Originally published by The Christian Institute
The United States Supreme Court has struck down a Texas law thought to have led to a dramatic reduction in abortion facilities in the state.
Supreme court judges voted five to three to overturn the law, which required abortionists to be endorsed by a nearby hospital and abortion facilities to meet the same health standards as hospitals. Abortion advocates were angered by the closure of around 20 practices in Texas – half of all clinics in the state.
No consensus
Immediately after the ruling, similar legislation was ruled out in Mississippi and Wisconsin and the Attorney General of Alabama announced he would drop an appeal to bring in a similar law there. Pro-abortion campaigners claim that several other states with pro-life laws will be affected. However in his dissenting opinion, Supreme Court Judge Clarence Thomas said the ruling was so ‘muddy’, there is very little consensus on what impact it will actually have.
Thomas criticised some of his fellow judges for bending over backwards to accommodate abortion and overriding the United States Constitution in the process.
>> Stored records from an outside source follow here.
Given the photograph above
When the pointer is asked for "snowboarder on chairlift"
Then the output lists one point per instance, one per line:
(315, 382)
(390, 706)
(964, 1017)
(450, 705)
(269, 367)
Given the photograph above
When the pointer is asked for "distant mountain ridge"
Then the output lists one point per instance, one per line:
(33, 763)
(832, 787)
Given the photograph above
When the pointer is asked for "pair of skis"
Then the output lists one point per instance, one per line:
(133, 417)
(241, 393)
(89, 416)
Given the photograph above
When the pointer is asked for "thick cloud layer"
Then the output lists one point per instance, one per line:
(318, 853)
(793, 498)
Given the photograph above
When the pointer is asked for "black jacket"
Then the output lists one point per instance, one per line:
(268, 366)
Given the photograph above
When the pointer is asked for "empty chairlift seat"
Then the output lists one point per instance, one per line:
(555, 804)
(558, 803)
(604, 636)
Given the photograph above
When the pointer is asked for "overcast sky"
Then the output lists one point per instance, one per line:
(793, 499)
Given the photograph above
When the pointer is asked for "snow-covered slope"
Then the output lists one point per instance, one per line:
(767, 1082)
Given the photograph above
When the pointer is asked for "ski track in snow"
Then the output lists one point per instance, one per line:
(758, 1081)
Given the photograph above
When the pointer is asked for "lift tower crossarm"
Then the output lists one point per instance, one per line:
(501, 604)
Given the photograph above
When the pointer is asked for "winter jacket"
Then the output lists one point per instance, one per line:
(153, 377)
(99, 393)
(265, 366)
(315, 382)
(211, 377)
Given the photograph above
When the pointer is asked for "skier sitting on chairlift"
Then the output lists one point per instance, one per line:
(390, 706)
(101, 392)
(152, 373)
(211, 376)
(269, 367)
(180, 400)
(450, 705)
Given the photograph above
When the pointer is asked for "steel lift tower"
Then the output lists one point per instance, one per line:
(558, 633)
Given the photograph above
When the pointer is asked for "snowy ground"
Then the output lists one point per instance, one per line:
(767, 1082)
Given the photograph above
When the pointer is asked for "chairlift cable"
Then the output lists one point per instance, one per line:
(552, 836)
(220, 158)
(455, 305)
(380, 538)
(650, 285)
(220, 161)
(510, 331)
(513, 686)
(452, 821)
He wrote: “The court has simultaneously transformed judicially created rights like the right to abortion into preferred constitutional rights, while disfavoring many of the rights actually enumerated in the Constitution”.
The ruling claims that an “undue-burden” was placed on women by the Texas law, but Thomas said his fellow judges applied the “undue burden standard in a way that will surely mystify lower courts for years to come”. “As the Court applies whatever standard it likes to any given case, nothing but empty words separates our constitutional decisions from judicial fiat”, he added.
Responding to the news pro-life organisation Family Research Council (FRC) pointed out that the Texas law protected the health of women. A statement on FRC’s website highlighted that “26 500 women experienced abortion-related complications in 2011 alone (3 200 of whom required post-abortion hospitalization)”.
The group also cited the case of Dr Kermit Gosnell, who performed thousands of abortions in the last three decades at a clinic in Pennsylvania, dubbed a “house of horrors”. Gosnell routinely carried out illegal late-term abortions (post-24 weeks), and would deliver babies alive then use scissors to ‘snip’ their spines.
‘Idolatry’
President of The Southern Baptist Theological Seminary Dr Albert Mohler reflected: “Abortion is now, according to the United States Supreme Court, not only a constitutional right but a constitutional right that may not be infringed upon”.
“The modern project to declare absolute human autonomy”, he added, “has developed an idolatry of that very human autonomy that is not only unsustainable but downright deadly”. He also noted that in practically all the coverage of the ruling, the issue was “singularly the woman. The unborn child does not show up in any way as being, even to any extent, morally important”.